Sean Murphy-O'Neill is on a train. Not metaphorically, not in a 'the grind never stops' way. Just literally, physically, on a train. "It's good," he confirms. "I'm currently on a train." That's the whole vibe with
Courting, really. Always in motion, often heading somewhere specific, occasionally just along for the ride.
Their new track, '
the twins (1969)', is the first fresh release since their dense, fractured, brilliant third album - their third in three years, no less - 'Lust For Life (Or: How To Thread The Needle And Come Out The Other Side To Tell The Story)'. It's a sharp, simmering number - direct, brooding, wound tight with grief and frustration. Or maybe it's just a riff on a Stooges title. As with most things Courting do, the answer is somewhere between deadly serious and wilfully unserious.

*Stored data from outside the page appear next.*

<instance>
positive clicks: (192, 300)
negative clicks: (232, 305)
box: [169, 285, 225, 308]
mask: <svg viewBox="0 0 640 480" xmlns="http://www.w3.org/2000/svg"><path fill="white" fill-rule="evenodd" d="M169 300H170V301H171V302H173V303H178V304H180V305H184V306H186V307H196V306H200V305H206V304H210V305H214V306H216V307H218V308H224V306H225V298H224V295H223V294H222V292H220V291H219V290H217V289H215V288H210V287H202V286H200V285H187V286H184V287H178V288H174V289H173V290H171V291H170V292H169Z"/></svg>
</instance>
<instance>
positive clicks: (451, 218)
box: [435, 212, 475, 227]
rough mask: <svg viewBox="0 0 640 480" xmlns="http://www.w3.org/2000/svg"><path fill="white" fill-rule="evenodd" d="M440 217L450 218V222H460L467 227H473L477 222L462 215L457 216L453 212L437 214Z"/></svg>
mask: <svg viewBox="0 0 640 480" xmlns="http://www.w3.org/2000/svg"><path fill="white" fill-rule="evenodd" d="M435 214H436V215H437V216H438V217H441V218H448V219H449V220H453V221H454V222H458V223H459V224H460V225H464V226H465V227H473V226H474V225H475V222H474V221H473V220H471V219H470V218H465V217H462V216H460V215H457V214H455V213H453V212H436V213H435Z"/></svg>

What we do know is this: the song has been floating around since the '
Lust For Life' sessions, and while it didn't make the final cut, it shares the same DNA. It "just didn't quite fit into the concept of the record," Sean explains, "hard to have symmetry with an odd number of tracks."
Symmetry, for this band, isn't just a vibe: it's a principle. "If the title is going to be in two parts, then surely you split the album in two, you split the songs in two, you only use two colours," Sean reasons. "I think these little things just happen; it's playing into a part and committing to what you're making."